The main narrative of the film underlines that people continue a living after having fled from cruelties and destruction. They go on even if there is not so much to do: there is no work or agricultural activity, there is no money to spent. Fortunately, a school is constructed in one of the tents, and children can have a daily rhythm there. Likewise, social encounters such as eating or drinking tea together, keep the people ‘normal’, in the sense that there is an everyday structure and communication. As French philosopher Henri Lefebvre claimed, the everyday repetition of cycles and cyclic rhythms is important in human life.

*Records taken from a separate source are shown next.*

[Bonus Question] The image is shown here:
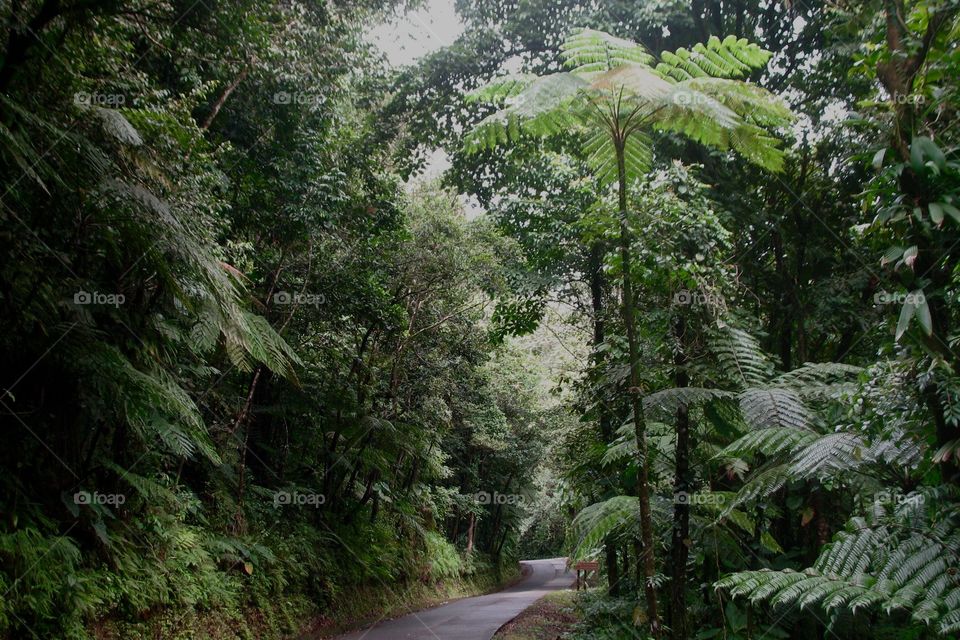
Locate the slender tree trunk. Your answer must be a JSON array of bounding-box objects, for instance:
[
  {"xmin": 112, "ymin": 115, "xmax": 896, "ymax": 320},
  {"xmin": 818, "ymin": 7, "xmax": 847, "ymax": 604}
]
[
  {"xmin": 589, "ymin": 242, "xmax": 620, "ymax": 597},
  {"xmin": 670, "ymin": 315, "xmax": 690, "ymax": 640},
  {"xmin": 614, "ymin": 138, "xmax": 660, "ymax": 638}
]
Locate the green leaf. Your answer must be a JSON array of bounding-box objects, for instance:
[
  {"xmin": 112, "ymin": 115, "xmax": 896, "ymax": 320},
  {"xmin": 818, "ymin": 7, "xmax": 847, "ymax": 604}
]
[
  {"xmin": 896, "ymin": 300, "xmax": 916, "ymax": 340},
  {"xmin": 927, "ymin": 202, "xmax": 943, "ymax": 226},
  {"xmin": 760, "ymin": 531, "xmax": 783, "ymax": 553},
  {"xmin": 912, "ymin": 289, "xmax": 933, "ymax": 336}
]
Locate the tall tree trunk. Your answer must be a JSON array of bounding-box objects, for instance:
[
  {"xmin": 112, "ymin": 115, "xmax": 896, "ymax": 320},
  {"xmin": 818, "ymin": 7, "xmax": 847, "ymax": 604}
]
[
  {"xmin": 614, "ymin": 137, "xmax": 660, "ymax": 638},
  {"xmin": 670, "ymin": 315, "xmax": 690, "ymax": 640},
  {"xmin": 467, "ymin": 511, "xmax": 477, "ymax": 554},
  {"xmin": 589, "ymin": 242, "xmax": 620, "ymax": 597}
]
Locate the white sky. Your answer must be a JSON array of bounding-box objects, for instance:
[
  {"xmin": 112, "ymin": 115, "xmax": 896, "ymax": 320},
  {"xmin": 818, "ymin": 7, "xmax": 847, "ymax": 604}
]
[{"xmin": 367, "ymin": 0, "xmax": 463, "ymax": 66}]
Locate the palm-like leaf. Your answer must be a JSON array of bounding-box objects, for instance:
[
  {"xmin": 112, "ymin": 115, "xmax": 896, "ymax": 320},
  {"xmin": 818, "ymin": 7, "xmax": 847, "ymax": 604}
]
[
  {"xmin": 465, "ymin": 29, "xmax": 792, "ymax": 175},
  {"xmin": 560, "ymin": 29, "xmax": 653, "ymax": 74}
]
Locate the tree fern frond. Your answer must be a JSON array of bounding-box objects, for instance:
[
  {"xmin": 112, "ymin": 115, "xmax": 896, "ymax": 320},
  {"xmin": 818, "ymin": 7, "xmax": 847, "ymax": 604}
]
[
  {"xmin": 740, "ymin": 388, "xmax": 811, "ymax": 430},
  {"xmin": 466, "ymin": 73, "xmax": 537, "ymax": 105},
  {"xmin": 464, "ymin": 73, "xmax": 587, "ymax": 152},
  {"xmin": 677, "ymin": 77, "xmax": 796, "ymax": 127},
  {"xmin": 715, "ymin": 488, "xmax": 960, "ymax": 632},
  {"xmin": 656, "ymin": 35, "xmax": 772, "ymax": 81},
  {"xmin": 718, "ymin": 427, "xmax": 817, "ymax": 458},
  {"xmin": 710, "ymin": 327, "xmax": 773, "ymax": 388},
  {"xmin": 573, "ymin": 496, "xmax": 640, "ymax": 558},
  {"xmin": 790, "ymin": 432, "xmax": 868, "ymax": 478}
]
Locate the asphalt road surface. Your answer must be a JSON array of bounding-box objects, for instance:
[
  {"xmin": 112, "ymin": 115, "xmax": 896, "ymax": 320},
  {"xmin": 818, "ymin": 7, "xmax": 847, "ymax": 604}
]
[{"xmin": 340, "ymin": 558, "xmax": 574, "ymax": 640}]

Intertwining with the main narrative we observe personal stories, and in particular the female ones are full of tragedy and lack of prospect. In the details of the individual lives, the film is heart-breaking. Schoolteacher Maria feels denied; she studied at university, but ending up in the camp makes her feel ‘like a victim’. Her father presses her to come back to Syria to marry. Zahra, the second wife of the elderly man, escaped from Raqqa where she observed the beheading of women because of their hairdo. She states: ‘there is so much anger in me’ and ‘I married to escape oppression’. Her feeling is that she is a ghost, only alive because she is not yet dead. But she constantly quarrels with the first wife of her husband, who does not accept her and emphasizes her clumsiness. The first wife, Yisra, is heavily pregnant and seems to detest everyone. Their husband cannot stand the quarrelling between his spouses and escapes back to Syria, carrying two small plastic bags. At the end of the movie he returns, when his wife bares their child. Later he moves out of the camp with his first wife and children, and the second young wife is left behind. Free but crying.

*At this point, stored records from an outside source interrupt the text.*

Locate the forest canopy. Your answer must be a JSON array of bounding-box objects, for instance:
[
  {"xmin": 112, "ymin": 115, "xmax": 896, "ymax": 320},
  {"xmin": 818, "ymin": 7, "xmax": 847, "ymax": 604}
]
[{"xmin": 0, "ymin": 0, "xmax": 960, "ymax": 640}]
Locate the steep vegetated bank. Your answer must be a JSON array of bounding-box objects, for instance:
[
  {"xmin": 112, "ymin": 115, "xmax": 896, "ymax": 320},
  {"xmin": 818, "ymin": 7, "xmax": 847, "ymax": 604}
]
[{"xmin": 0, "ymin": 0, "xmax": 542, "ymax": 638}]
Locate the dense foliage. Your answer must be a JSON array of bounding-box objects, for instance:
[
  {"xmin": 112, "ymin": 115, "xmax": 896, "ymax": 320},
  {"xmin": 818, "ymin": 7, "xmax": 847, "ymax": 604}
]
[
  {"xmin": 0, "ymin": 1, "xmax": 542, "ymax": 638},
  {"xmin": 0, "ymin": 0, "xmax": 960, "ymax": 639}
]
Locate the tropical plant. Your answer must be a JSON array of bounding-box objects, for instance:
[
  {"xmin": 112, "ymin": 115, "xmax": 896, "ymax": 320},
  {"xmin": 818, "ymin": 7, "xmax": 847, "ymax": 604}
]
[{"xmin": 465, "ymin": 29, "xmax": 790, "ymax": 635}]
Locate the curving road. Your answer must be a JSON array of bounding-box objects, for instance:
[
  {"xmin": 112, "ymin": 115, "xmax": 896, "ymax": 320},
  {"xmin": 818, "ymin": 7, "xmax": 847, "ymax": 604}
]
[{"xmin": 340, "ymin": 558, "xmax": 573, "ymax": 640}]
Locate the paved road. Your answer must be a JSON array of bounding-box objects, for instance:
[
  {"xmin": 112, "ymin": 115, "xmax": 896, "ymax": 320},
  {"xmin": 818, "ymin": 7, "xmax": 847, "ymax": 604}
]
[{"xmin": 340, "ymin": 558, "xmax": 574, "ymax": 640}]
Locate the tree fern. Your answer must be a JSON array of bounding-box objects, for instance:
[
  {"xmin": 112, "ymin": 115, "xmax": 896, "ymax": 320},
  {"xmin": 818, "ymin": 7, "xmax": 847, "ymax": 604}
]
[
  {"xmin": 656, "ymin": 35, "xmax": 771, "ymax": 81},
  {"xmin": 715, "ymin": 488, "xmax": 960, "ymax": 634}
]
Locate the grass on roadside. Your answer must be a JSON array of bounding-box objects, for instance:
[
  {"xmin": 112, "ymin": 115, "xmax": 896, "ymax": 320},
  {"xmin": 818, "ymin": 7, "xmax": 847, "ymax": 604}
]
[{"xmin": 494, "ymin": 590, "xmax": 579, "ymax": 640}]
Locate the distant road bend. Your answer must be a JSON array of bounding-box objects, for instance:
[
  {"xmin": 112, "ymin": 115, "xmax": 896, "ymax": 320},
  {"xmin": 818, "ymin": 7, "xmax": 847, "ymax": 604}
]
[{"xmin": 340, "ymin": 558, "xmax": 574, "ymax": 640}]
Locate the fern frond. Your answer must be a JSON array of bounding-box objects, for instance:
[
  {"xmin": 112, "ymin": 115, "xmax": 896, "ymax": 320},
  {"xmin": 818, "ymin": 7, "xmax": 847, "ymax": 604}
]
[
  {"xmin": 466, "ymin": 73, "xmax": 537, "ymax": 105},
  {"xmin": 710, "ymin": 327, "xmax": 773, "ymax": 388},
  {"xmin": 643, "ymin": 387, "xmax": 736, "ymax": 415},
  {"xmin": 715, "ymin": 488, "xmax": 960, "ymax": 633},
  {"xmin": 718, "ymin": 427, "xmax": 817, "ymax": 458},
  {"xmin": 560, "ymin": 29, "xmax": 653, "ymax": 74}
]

The details of personal lives and misery are stirring and, I would claim, enable us to see what a character feels or thinks or dreams. Teacher Maria wears a little bear on her bonnet, as if she herself still is a child. Zahra walks on high heels, as if she lives in a city, but the socks – due to the cold - emphasize the shabbiness of her physical presence. The film is both a documentary in the representation of circumstances in the Lebanon camp, and it is a narrative in its composition of various personal stories demanding conscious attention to plot and characterization. The stories are fragmentary, as well as authentic and suggestive. In consequence, there is a lot that the audience has to fill in and imagine, which makes the documentary absolutely fascinating.

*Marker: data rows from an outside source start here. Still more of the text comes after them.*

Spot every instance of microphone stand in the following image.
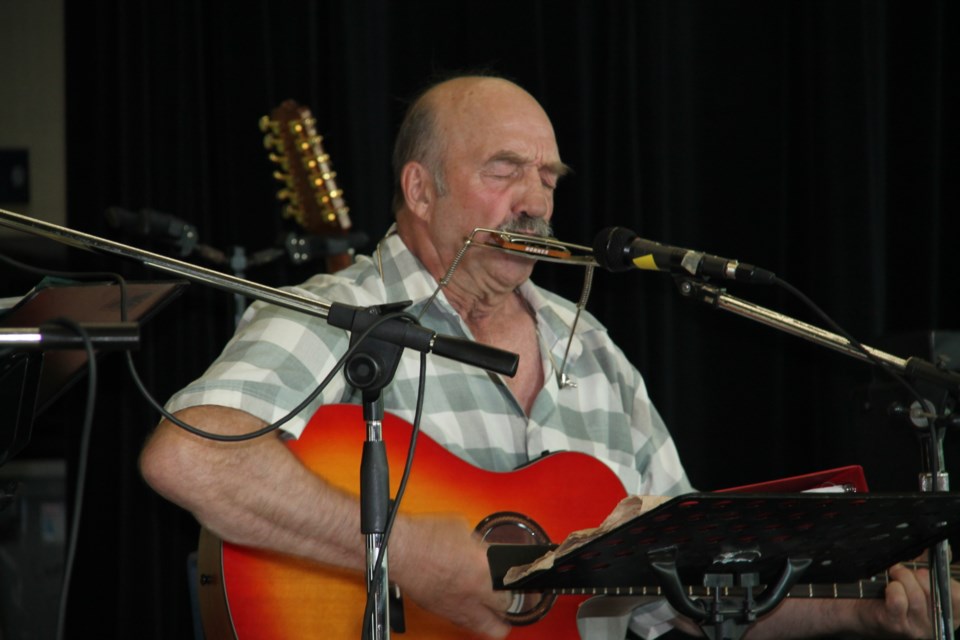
[0,209,519,640]
[676,276,960,640]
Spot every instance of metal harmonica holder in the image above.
[420,227,599,389]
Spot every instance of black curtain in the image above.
[3,0,960,638]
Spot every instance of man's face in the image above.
[431,82,565,286]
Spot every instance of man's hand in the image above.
[746,565,960,640]
[390,516,512,638]
[860,565,960,638]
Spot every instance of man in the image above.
[141,77,957,637]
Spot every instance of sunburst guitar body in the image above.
[198,405,626,640]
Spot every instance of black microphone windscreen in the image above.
[593,227,637,271]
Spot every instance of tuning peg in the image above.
[283,204,303,224]
[269,153,290,175]
[263,133,283,153]
[260,116,279,133]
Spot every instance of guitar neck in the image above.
[536,562,960,599]
[548,575,889,599]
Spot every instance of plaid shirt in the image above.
[168,235,691,495]
[167,230,692,637]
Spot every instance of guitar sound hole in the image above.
[476,511,557,626]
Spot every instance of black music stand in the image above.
[488,493,960,639]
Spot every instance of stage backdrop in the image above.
[9,0,960,638]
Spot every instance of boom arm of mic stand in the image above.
[0,209,518,376]
[678,278,960,395]
[677,278,960,639]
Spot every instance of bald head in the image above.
[393,76,553,213]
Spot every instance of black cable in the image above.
[774,278,943,450]
[52,318,97,640]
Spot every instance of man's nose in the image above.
[513,171,553,218]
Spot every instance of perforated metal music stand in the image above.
[488,493,960,638]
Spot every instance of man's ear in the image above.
[400,161,436,221]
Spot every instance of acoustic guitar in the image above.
[260,100,353,273]
[198,405,626,640]
[198,405,957,640]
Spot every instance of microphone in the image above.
[104,207,198,256]
[593,227,777,284]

At the time of the montage of the documentary, film maker Helmrich suffered from a heart attack and fell in a coma. At the moment he is recovering from this in a revalidation centre. Producer Pieter van Huystee and camera woman Ramia Suleiman finalised the documentary in line with – what they thought were – Helmrich’s ideas and plans. It could be that these occurrences have given the documentary an extra layer of distance and verfremdung – we do not really get to know what people experience in the situations they are in, but they also made the dramatization stronger. The representation of emptiness and solitude of the character’s lives is affecting.
As The Economist stated, refugees in Lebanon are probably better off than the hundreds of thousands in Kenya’s Dadaab camp, near the Somali border, who have been living there for decades. To us, watching the documentary in comfortable warm rooms and seats, the reality of any refugee camp is far away. This documentary, however, brings that reality close by and enables us to imagine a camp experience and thus to concern ourselves with other people’s lives distant from our own. The docu is a must see in this early new year.
The film is shown in Dutch cinema since the 28th of December 2017.